Mark Pittaccio, the newly appointed investment director at In Partnership, ran his own IFA practice for 12 years before deciding to switch to fees in 2001. It was this frustrating experience, during which he admits to making huge mistakes, that kickstarted a career in transition planning, first at Thinc and now at In Partnership.
He joined the group in early 2009, having worked at Thinc and later Bluefin under the tutelage of Ian Shipway. There he helped build the wealth management division and then, having reduced his client work, he began the thorny process of helping advisers to move their businesses to meet the needs of the new business and regulatory climate.
Having built up experience at Thinc, he left to set up Adviser Vision. Initially, he worked as a consultant but is now full-time at In Partnership and sits on the board. He is in the process of defining a full transition planning programme for the In Partnership advisers, which he plans to roll out from January.
“Advisers’ top clients have subsidised their weaker clients. This can’t happen anymore”
Pittaccio says: “We won’t be prescriptive to any of our advisers and say you can only deal with people over £1m or you must give advice in exchange for an hourly rate.
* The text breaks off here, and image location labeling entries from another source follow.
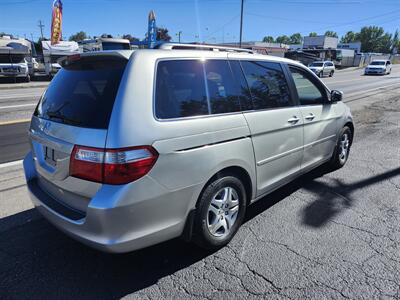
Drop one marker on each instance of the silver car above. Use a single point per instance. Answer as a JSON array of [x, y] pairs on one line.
[[322, 68], [380, 67], [132, 148]]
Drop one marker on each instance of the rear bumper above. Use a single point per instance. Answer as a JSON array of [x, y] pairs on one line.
[[118, 218]]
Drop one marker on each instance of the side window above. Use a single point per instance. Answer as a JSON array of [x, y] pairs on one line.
[[307, 91], [267, 84], [222, 89], [186, 88], [244, 92]]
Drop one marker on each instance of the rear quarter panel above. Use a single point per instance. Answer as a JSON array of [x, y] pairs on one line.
[[191, 150]]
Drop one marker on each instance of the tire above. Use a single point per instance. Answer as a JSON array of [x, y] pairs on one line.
[[215, 222], [342, 149]]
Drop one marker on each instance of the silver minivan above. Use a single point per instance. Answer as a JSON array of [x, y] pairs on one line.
[[132, 148]]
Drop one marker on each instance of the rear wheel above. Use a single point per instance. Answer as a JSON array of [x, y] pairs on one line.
[[220, 212], [342, 149]]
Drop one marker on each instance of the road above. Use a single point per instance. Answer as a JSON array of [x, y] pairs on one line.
[[328, 235], [325, 236], [354, 81], [17, 104]]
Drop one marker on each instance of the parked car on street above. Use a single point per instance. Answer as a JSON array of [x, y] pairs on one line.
[[132, 148], [321, 68], [381, 67], [13, 64]]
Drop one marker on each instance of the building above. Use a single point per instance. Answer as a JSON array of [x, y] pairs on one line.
[[320, 42], [356, 46]]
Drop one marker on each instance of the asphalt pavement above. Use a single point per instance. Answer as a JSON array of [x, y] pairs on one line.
[[328, 235]]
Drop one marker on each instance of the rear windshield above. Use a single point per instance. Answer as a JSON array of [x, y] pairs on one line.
[[82, 94]]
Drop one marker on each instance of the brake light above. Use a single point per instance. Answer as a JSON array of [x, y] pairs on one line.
[[112, 166]]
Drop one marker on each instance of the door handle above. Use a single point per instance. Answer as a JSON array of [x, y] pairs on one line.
[[310, 117], [294, 120]]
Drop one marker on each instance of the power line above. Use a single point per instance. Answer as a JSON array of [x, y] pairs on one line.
[[241, 24], [41, 26]]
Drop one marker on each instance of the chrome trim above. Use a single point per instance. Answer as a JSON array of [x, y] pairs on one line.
[[275, 157], [320, 141]]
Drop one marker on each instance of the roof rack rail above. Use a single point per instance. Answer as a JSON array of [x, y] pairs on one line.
[[178, 46]]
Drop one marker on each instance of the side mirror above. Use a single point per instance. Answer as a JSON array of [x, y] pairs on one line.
[[336, 96]]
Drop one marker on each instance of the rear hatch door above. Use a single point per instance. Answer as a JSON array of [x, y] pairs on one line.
[[75, 110]]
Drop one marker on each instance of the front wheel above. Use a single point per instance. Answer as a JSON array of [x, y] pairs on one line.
[[342, 149], [220, 212]]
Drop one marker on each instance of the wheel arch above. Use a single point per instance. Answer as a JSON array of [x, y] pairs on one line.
[[238, 172], [351, 126]]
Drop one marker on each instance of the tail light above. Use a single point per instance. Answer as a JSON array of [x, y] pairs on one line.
[[112, 166]]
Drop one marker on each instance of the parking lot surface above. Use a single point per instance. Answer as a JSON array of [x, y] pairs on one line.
[[326, 235]]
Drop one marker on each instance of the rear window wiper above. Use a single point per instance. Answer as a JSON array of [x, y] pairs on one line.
[[64, 119]]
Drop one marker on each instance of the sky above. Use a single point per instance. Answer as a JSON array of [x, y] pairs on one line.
[[201, 20]]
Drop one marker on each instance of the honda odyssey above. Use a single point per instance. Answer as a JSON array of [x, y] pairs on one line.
[[132, 148]]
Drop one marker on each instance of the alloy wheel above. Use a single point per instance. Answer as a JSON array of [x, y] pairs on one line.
[[222, 212]]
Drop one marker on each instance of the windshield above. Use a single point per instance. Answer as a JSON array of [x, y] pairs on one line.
[[12, 58], [378, 63], [316, 64], [82, 94], [55, 58]]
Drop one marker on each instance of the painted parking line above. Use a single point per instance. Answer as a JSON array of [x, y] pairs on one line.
[[18, 106], [15, 122]]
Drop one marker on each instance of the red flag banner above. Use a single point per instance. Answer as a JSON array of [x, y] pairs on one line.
[[56, 22]]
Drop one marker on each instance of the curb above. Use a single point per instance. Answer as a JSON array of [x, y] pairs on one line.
[[18, 86]]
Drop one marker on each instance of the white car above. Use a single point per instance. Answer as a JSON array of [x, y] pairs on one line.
[[381, 67], [321, 68]]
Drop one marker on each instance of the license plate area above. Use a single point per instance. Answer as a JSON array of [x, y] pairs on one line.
[[50, 156]]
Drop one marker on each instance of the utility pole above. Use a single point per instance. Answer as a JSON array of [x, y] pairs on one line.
[[241, 24], [41, 26], [179, 36]]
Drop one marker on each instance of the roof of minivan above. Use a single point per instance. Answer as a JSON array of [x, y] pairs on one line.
[[181, 53]]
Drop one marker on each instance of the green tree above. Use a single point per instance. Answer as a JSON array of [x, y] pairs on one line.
[[283, 39], [350, 37], [162, 34], [331, 34], [296, 38], [268, 39], [130, 38], [79, 36], [374, 39]]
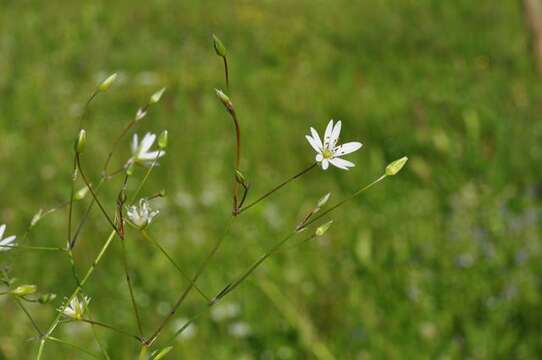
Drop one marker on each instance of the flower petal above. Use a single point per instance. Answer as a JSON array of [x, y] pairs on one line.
[[7, 243], [147, 142], [341, 163], [347, 148], [327, 134], [325, 164], [335, 134], [151, 155], [313, 143], [316, 137]]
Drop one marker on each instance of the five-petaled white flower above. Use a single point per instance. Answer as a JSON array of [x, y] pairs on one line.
[[77, 307], [8, 242], [328, 152], [142, 215], [141, 153]]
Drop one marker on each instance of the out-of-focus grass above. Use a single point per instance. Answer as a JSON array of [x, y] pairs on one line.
[[441, 261]]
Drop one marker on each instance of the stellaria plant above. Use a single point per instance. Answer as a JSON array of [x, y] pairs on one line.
[[130, 209]]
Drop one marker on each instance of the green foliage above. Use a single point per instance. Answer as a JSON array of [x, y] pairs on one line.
[[441, 261]]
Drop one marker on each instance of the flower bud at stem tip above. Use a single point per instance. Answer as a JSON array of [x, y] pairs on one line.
[[81, 142], [106, 84], [220, 49], [396, 166]]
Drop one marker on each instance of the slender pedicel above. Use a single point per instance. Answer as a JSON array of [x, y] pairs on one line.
[[163, 251], [267, 194]]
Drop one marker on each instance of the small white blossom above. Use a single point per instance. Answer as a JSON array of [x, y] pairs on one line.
[[142, 215], [141, 153], [76, 308], [8, 242], [328, 151]]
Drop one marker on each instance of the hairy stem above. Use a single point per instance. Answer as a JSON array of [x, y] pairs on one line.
[[276, 188], [183, 274], [185, 293]]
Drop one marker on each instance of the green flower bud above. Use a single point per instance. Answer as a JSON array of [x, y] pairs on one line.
[[396, 166], [220, 49], [81, 193], [130, 169], [24, 290], [162, 353], [162, 140], [36, 218], [157, 96], [321, 230], [323, 200], [141, 113], [46, 298], [106, 84], [81, 142]]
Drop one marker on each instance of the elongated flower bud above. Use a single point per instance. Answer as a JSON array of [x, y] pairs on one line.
[[106, 84], [24, 290], [162, 140], [81, 193], [323, 200], [157, 96], [47, 298], [321, 230], [396, 166], [81, 142], [141, 113], [220, 49], [36, 218]]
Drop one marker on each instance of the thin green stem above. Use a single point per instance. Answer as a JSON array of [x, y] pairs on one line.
[[342, 202], [187, 290], [226, 73], [183, 274], [145, 178], [234, 284], [27, 247], [130, 286], [73, 346], [34, 324], [276, 188], [110, 327], [87, 183], [95, 334], [91, 269], [143, 352], [70, 206]]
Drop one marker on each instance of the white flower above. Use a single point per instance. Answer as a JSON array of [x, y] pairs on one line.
[[8, 242], [328, 152], [76, 307], [142, 215], [141, 153]]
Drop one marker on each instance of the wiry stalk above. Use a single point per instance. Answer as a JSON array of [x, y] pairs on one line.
[[276, 188], [187, 290], [163, 251]]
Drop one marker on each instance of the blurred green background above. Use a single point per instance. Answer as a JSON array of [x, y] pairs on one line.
[[442, 261]]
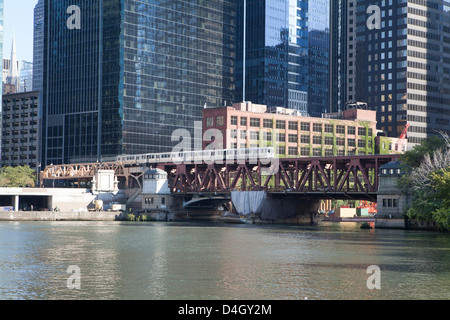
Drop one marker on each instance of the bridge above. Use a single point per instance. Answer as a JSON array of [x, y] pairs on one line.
[[318, 177]]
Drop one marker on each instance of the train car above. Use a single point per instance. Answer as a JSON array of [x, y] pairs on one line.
[[198, 156]]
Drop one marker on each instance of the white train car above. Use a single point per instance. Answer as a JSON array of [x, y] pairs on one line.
[[198, 156]]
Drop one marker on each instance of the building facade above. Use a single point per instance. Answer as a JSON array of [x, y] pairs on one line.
[[20, 130], [246, 125], [402, 66], [38, 46], [131, 73], [284, 59]]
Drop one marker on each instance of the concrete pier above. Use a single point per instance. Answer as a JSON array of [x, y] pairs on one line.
[[58, 216]]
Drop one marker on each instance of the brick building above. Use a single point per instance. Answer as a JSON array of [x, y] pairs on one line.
[[247, 125], [20, 130]]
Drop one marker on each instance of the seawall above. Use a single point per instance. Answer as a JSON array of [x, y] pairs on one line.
[[58, 216]]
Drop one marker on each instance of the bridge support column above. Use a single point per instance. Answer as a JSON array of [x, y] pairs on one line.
[[290, 210]]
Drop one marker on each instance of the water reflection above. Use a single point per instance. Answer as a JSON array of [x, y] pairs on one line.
[[178, 261]]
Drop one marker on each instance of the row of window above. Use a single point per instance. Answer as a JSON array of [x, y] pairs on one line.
[[152, 201], [304, 139], [307, 151], [390, 203], [292, 125]]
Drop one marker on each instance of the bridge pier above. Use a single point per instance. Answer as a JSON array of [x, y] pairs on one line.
[[290, 209]]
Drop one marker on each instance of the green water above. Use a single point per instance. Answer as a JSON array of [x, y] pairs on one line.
[[183, 261]]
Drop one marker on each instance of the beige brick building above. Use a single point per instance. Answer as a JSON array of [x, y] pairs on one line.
[[247, 125]]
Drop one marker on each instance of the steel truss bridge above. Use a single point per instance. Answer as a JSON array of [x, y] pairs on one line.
[[340, 176]]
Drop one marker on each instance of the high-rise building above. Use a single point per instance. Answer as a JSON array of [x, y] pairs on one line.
[[397, 59], [13, 77], [38, 46], [342, 53], [20, 130], [26, 76], [286, 58], [121, 76]]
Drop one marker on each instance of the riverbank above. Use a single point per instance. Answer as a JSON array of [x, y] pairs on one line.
[[58, 216]]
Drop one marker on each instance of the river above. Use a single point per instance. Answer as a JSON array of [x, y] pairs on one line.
[[216, 261]]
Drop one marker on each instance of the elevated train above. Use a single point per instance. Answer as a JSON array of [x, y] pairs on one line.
[[196, 156]]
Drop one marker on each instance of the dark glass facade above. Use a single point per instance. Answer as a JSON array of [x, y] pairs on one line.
[[287, 54], [338, 55], [403, 68], [135, 72]]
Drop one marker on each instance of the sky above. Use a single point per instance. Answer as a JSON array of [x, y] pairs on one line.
[[19, 17]]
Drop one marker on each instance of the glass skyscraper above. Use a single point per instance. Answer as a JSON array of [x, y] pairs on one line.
[[403, 67], [132, 73], [286, 54]]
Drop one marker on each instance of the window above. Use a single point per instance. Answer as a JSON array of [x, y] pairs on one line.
[[317, 152], [293, 151], [267, 136], [281, 150], [281, 124], [317, 127], [351, 142], [293, 138], [305, 126], [293, 125], [281, 137], [268, 123], [361, 131], [304, 152], [340, 129], [254, 135], [361, 143], [328, 128], [305, 139], [255, 122]]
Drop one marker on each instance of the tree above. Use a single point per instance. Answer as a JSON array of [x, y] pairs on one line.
[[12, 177], [428, 181]]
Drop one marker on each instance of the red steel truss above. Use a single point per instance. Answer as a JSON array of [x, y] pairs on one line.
[[328, 174]]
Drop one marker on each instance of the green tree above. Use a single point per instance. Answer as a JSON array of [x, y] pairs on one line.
[[427, 180], [12, 177]]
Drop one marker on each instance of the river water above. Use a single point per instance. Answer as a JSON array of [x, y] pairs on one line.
[[209, 261]]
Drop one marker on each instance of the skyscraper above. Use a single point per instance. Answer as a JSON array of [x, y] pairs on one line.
[[401, 64], [286, 57], [13, 77], [121, 76], [38, 46]]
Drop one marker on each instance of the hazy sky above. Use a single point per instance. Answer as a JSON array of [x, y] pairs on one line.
[[18, 17]]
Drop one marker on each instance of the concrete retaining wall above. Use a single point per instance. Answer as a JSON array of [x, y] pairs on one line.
[[58, 216]]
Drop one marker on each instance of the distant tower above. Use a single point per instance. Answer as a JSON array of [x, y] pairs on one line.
[[13, 74]]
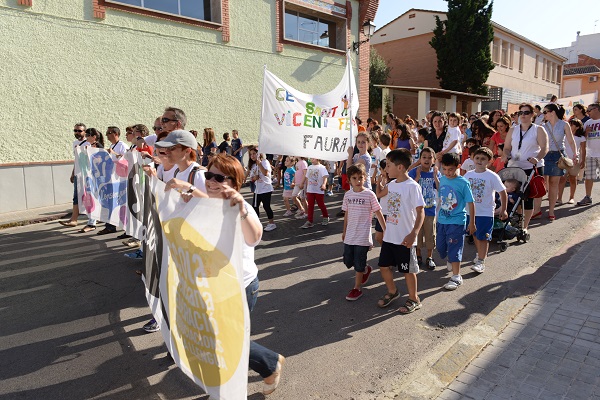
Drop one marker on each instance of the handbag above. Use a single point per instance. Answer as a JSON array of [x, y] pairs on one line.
[[563, 162], [537, 186]]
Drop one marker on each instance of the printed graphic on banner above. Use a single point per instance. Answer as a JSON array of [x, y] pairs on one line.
[[206, 300], [308, 125], [103, 183]]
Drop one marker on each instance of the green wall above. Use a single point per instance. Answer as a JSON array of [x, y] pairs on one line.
[[61, 66]]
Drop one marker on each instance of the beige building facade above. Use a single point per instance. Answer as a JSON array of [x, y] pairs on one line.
[[121, 62]]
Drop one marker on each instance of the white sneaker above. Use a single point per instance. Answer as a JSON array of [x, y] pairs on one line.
[[453, 283], [479, 266]]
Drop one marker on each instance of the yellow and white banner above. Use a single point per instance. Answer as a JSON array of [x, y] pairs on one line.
[[206, 325], [308, 125]]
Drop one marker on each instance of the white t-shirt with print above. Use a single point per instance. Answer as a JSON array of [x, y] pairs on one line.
[[163, 175], [359, 207], [468, 165], [402, 202], [264, 184], [314, 177], [483, 186], [199, 180], [592, 146]]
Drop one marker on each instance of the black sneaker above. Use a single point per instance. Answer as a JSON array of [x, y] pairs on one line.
[[151, 326], [429, 264]]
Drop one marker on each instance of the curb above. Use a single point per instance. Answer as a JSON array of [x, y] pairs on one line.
[[427, 382], [37, 220]]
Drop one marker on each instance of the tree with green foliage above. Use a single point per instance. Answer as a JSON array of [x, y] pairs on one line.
[[462, 44], [378, 74]]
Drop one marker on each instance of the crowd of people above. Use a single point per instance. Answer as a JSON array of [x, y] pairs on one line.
[[428, 184]]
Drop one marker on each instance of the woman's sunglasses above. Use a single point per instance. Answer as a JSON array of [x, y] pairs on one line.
[[218, 177]]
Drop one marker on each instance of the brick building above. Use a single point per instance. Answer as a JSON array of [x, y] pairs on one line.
[[524, 70]]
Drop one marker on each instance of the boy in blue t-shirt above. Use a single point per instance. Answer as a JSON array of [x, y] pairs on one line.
[[428, 178], [288, 178], [454, 196]]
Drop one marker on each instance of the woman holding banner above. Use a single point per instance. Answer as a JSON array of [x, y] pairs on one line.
[[224, 179]]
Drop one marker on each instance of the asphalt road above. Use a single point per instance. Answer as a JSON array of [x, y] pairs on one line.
[[71, 311]]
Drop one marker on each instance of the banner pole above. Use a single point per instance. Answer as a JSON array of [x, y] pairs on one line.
[[262, 102], [349, 67]]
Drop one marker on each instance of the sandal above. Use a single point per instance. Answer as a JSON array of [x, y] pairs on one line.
[[409, 307], [87, 228], [387, 299]]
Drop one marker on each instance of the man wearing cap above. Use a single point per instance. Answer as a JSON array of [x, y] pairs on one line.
[[177, 148]]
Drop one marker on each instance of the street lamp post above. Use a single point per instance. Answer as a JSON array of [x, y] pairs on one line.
[[368, 30]]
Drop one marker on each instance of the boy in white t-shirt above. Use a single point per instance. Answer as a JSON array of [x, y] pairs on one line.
[[452, 142], [316, 183], [359, 204], [484, 185], [405, 216]]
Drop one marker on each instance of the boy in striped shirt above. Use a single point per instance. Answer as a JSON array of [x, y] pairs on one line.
[[359, 205]]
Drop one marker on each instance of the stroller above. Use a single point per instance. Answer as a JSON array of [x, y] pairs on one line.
[[512, 227]]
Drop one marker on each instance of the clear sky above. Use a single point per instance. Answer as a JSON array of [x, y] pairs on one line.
[[551, 23]]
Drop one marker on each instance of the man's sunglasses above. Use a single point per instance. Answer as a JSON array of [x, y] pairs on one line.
[[218, 177]]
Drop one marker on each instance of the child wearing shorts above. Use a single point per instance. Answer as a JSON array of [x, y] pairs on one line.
[[453, 196], [381, 184], [484, 185], [298, 193], [404, 219], [288, 180], [359, 205], [428, 177]]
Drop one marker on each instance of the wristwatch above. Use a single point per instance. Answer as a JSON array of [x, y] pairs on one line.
[[244, 216]]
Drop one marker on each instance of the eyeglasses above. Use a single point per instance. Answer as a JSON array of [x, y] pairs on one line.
[[218, 177], [169, 148]]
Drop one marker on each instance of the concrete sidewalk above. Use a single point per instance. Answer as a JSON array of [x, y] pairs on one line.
[[551, 349], [42, 214]]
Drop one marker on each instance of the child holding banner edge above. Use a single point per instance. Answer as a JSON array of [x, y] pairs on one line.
[[224, 179]]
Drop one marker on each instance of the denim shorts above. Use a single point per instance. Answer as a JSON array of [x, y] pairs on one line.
[[397, 255], [550, 164], [355, 256], [485, 226], [450, 241]]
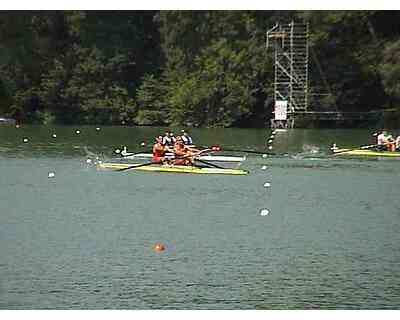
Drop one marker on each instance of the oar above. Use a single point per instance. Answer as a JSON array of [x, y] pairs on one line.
[[150, 163], [219, 148], [209, 164]]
We are just saying you need to define your proposition, you need an appropriate back office, you need a wrap strategy, a number of different investment solutions and a method of servicing.”
The group will work with a range of wrap providers and investment providers. Pittaccio believes that everything starts with the client proposition and from there the right wrap or investment solution becomes clear.
Defining their proposition remains the most difficult area for advisers at the moment. Pittaccio says: “It is very difficult to do and you have to be disciplined. The trouble for many advisers is that they want to continue to have a cup of tea with people they have done business with in the past. Their top clients have subsidised their weaker clients. This can happen but they have to understand it is not profitable so it is like a hobby, like football or playing the electric guitar.”
Pittaccio does not believe in calling round and sacking clients, as some transition planning experts have suggested. He says that in most cases the clients will fall away by natural attrition. It is just a question of being clear about what you can afford to provide to whom. Advisers need to be clear on which clients are paying their bills and be clear when defining their service proposition. He says too many are designed by committee and end up looking like 15 different businesses have been shoe-horned into one.
He also believes advisers have to decide the type of business they want to run. He says: “We have one business that decided it would only take 50 clients and they had to have over £500,000 in assets. Another decided that he didn’t like leaving the office or dealing with life or investment companies so he only delivered the report and didn’t want to involve himself in the execution. We don’t aim to define what these businesses should look like.”
He believes that transition will not be for everyone. He says the first question he asks is whether the adviser stills wants to be there in 2012.
“If you look at the journey of most financial advisers, they started as a tied salesforce, then there was a rush to networks, but they were essentially still selling. Some people are better suited to transactional sales and if so, it may be that financial services isn’t the right place for them anymore. Very few came into the business with the view that they were starting a business. They just found themselves running a micro-business without intending to do so.”
He finds that the majority of In Partnership’s 450 advisers do want to remain in the game and if they don’t, the group has ways for them to manage their exit. He remains suspicious of some of the consolidators and believes that advisers shouldn’t see it as the only way to exit their business. “Advisers are perfectly capable of doing it themselves,” he adds.
Nevertheless, he remains extremely positive about the outlook for advisers, believing adviser businesses will be far more valuable in the new environment and advisers will be paid properly for the value they add. Unlike his own haphazard transition in 2001, he believes advisers now have significant tools at their disposal to help them manage the process.